19話 囚われの火魔導師 2
ひんやりとした壁と微かな鉄サビの匂い。こびり付いた古い血の跡が静かに恐怖を駆り立てる。
真新しいものと古いものが入り混じった藁くずを踏み、イーラは細い鉄格子を握った。震える唇をゆっくりと動かし、肺を空気で満たした。
「出ぁぁぁしぃぃぃなぁぁぁさぁぁぁいぃぃぃよぉぉぉ!」
イーラは腹の底から叫んだ。
鉄格子を激しく叩き、蹴り飛ばし、分厚い手錠をぶつけて不快な金属音を立てるが、鉄格子はビクともしなかった。
イーラは地団駄を踏み、牢の中でニコニコするエミリアに苛立ちをぶつけた。
「こんな作戦立てるなんて、どうかしてるわ!」
***
一時間前。
地下の立ち飲み屋を出ると、眩しい光と火山が目に沁みた。
街の至る所には既に人相書が張り出され、イーラたちは正式なお尋ね者となっていた。
フィニがその一枚を剥がすと、似ていない人相書に口を尖らせた。そしてサァッと血の気の引いた顔でエミリアを見つめた。

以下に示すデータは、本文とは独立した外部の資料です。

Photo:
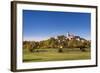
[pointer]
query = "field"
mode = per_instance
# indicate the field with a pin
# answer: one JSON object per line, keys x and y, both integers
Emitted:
{"x": 53, "y": 55}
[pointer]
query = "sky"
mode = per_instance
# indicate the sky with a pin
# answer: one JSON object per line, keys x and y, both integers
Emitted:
{"x": 41, "y": 25}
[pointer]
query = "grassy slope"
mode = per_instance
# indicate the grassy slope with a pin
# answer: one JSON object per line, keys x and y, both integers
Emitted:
{"x": 53, "y": 55}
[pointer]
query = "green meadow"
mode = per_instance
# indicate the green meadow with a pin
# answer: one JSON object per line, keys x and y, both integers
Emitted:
{"x": 51, "y": 54}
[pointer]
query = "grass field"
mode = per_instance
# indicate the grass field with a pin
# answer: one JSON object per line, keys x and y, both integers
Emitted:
{"x": 54, "y": 55}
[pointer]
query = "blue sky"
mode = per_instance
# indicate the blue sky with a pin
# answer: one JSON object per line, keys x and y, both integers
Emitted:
{"x": 40, "y": 25}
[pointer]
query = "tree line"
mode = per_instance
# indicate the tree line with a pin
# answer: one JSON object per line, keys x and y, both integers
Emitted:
{"x": 58, "y": 43}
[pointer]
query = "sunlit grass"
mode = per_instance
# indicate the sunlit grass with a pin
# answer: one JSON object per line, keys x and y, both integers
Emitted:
{"x": 54, "y": 55}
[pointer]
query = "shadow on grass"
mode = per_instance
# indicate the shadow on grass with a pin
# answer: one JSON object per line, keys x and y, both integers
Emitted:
{"x": 29, "y": 60}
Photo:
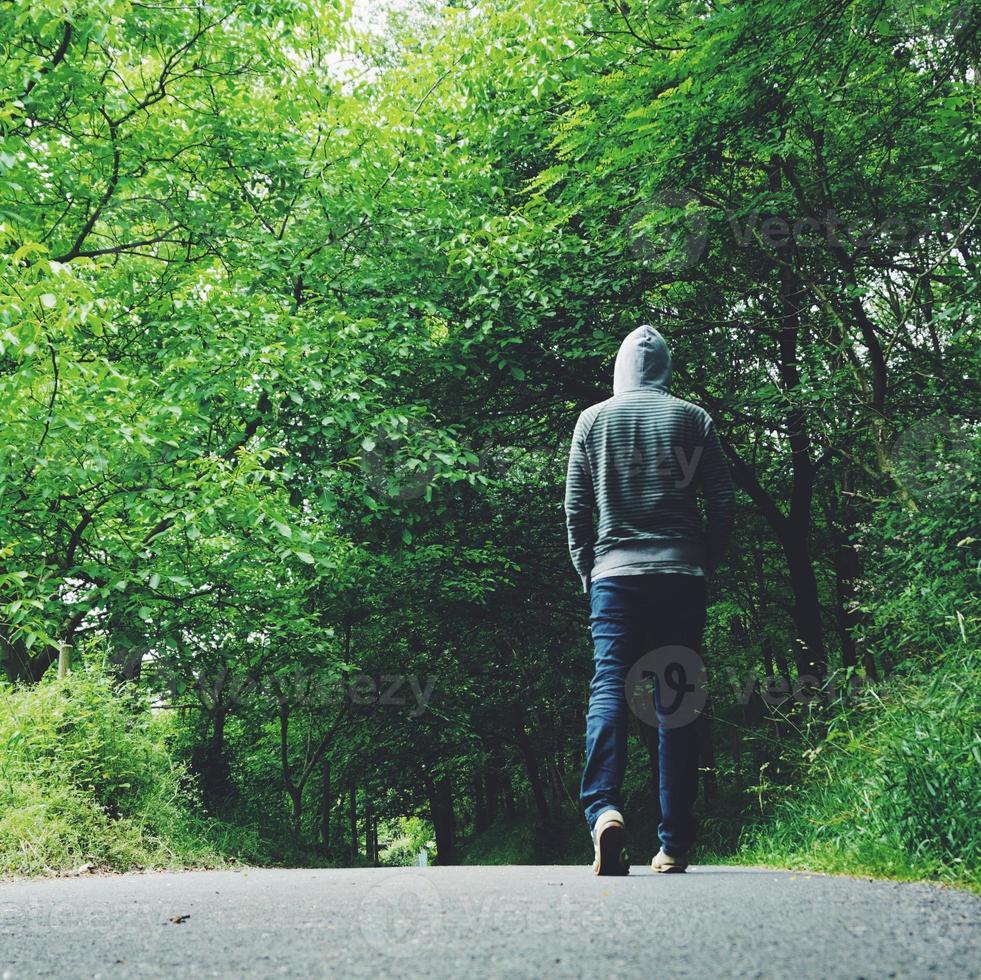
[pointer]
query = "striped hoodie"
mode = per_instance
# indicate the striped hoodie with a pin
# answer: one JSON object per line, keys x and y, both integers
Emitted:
{"x": 640, "y": 460}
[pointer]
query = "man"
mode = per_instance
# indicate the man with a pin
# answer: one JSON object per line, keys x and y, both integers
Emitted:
{"x": 640, "y": 459}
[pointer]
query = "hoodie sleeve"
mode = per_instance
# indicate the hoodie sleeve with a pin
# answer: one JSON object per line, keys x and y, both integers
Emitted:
{"x": 719, "y": 498}
{"x": 579, "y": 504}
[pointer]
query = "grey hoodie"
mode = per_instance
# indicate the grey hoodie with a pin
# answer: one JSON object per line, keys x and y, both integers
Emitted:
{"x": 640, "y": 460}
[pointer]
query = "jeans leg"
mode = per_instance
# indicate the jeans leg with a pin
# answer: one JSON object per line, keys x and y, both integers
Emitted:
{"x": 683, "y": 604}
{"x": 606, "y": 719}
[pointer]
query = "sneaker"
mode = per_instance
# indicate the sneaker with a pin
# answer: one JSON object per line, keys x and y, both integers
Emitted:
{"x": 608, "y": 840}
{"x": 670, "y": 863}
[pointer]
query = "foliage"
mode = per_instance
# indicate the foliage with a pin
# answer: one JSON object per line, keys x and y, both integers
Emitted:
{"x": 87, "y": 779}
{"x": 891, "y": 784}
{"x": 295, "y": 320}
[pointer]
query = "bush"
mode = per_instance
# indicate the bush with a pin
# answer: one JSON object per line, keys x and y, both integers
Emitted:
{"x": 86, "y": 778}
{"x": 894, "y": 787}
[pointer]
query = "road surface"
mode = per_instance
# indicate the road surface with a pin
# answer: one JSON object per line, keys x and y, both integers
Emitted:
{"x": 485, "y": 922}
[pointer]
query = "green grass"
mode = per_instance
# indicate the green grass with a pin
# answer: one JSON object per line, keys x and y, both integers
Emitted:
{"x": 894, "y": 788}
{"x": 87, "y": 779}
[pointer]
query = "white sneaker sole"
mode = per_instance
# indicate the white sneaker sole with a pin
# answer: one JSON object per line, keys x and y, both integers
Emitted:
{"x": 611, "y": 858}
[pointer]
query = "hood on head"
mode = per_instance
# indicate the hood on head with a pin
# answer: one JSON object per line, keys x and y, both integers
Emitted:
{"x": 643, "y": 361}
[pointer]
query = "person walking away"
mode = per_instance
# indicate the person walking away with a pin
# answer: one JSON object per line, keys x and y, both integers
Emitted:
{"x": 639, "y": 462}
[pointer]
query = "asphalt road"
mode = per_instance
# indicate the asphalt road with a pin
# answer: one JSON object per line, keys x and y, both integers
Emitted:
{"x": 485, "y": 922}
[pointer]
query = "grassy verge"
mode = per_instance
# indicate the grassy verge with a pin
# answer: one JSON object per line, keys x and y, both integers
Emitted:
{"x": 87, "y": 782}
{"x": 892, "y": 790}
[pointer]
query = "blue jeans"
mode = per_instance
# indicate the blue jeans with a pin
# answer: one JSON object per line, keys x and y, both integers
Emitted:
{"x": 631, "y": 615}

イーラは人相書の自分に舌を出す。そして顔の傷を撫でると、人相書を破り捨てた。
エミリアは街を見回すと、衛兵の巡回を見つけて笑みを零す。
イーラとフィニの肩を掴むと、衛兵の前に身を投げ出した。
「ギルベルトに会いに行きますよ」
***
「はしたないとは思いますわ。しかし、我ながらいい案だと思います」
「どこがぁ!? おかげで私たちは牢屋の中よ! ギルベルトさんに会う云々以前の問題だわ!」
イーラの怒りを受け止め、エミリアはこっそり持ってきた人相書をイーラに手渡す。
イーラはもう一度、顔の似ていない人相書を読んだ。紙の一番下には低額だが、賞金まで書いてある。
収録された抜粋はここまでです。